Travelling the Karakoram Highway – Part 3

Wednesday, 10 October 2012

Khunjerab Pass to Kashgar
I’ve recently travelled up the Karakoram Highway through northern Pakistan to Kashgar in western China. Part 1 went from Islamabad to Gilgit. In Part 2 I continued through the Hunza Valley and up to the Khunjerab Pass, the 4724 metre high dividing line between Pakistan and China. Now it’s downhill from the pass to Kashgar, the main city of the Muslim Uighur people of western China and after Tibet the touchiest region in China.

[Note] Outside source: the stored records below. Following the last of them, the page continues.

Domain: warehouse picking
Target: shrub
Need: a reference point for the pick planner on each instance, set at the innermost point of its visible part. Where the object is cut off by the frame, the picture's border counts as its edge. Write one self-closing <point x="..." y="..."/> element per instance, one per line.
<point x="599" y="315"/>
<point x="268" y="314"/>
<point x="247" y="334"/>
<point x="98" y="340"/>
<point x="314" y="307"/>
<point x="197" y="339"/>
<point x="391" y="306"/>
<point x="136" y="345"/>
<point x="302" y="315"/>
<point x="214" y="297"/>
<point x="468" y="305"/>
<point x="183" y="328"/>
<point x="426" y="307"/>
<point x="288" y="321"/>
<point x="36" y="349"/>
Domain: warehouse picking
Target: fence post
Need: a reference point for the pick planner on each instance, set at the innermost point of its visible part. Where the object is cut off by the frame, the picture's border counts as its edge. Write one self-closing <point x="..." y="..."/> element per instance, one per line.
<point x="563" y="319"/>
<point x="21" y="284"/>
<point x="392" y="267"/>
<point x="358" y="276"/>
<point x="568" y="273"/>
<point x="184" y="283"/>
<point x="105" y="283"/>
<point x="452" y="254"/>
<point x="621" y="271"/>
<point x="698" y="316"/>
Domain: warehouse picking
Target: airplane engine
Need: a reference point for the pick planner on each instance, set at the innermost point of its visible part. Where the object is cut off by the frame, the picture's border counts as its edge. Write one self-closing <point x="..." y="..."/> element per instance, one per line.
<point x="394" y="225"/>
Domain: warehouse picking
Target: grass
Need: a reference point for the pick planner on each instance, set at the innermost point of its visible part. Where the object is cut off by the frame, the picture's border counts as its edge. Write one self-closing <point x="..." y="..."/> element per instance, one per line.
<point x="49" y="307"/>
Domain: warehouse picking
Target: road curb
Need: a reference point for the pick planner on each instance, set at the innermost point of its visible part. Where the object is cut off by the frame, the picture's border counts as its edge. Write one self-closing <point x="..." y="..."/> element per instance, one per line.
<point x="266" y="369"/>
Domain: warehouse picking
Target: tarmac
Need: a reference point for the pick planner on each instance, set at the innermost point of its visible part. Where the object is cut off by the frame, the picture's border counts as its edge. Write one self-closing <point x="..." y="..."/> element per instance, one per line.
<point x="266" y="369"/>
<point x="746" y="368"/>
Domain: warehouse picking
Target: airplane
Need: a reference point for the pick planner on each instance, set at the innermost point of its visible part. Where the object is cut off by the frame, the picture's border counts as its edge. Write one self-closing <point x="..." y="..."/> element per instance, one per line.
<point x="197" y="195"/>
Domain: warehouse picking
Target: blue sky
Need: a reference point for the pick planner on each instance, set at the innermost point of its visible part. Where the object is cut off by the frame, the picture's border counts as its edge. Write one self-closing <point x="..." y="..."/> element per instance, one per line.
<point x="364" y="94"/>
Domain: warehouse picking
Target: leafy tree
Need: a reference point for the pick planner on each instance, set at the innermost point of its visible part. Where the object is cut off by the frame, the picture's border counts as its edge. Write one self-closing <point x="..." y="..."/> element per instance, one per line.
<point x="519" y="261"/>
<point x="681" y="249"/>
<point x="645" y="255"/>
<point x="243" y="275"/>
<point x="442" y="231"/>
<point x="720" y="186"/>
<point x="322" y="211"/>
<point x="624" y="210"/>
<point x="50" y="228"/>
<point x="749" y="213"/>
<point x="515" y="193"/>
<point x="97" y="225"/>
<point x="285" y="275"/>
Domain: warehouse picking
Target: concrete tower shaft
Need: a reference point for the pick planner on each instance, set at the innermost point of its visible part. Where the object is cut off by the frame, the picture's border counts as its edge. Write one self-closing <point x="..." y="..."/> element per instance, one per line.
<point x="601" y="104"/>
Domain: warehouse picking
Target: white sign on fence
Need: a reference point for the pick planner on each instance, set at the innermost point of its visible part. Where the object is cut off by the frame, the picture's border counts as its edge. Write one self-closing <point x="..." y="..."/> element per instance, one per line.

Only a couple of km north of the pass and still at a breathtakingly high altitude we came to the touchiest and unfriendliest army checkpoint I’ve ever encountered in China. We had to wait there for three hours until the last bus for the day came through and we could travel in convoy the 140km to Tashkurgan.

soldier
▲ We had this army guy installed in our minibus – to keep an eye on us? He didn’t do much of that, as soon as we left the army checkpoint he fell asleep and stayed that way until we arrived in Tashkurgan.

Tashkurgan Castle
▲ Tashkurgan, the first town we reached in China, is the Tajik capital of the region. Tajikistan itself is only a few km to the west. It’s an interesting town, for a short visit, dominated by the imposing ruins of the city’s mud-walled fort.

road to Kashgar
▲ The Karakoram Highway north to Kashgar may not have the scary sheer drops and soaring valley sides so much of the road in Pakistan features, but it still has some pretty impressive scenery. Kara Kul Lake and 7546 metre Muztagh Ata – ‘Father of Ice Mountains’ – are among the highlights

Mao Statue
▲  Sadly much of the old Silk Road charm of Kashgar has disappeared beneath relentless Chinese development. The Uighur people used to constitute 90% of the local population, Han Chinese immigration has reduced that to less than 50%. Mao statues may have disappeared in much of China, but Kashgar still has one of the largest. It was fronted by red lanterns for Chinese Independence Day on 1 October.

Abakh Hoja Tomb
▲ Islamic architecture like the Abakh Hoja Tomb are reminders of that long Muslim history.

livestock market
▲ Kashgar’s huge Sunday Market (which actually operates all week) is the town’s number one attraction. Most visitors also get to the livestock market on the edge of town where you can buy anything from a yak to a camel as well as plenty of goats.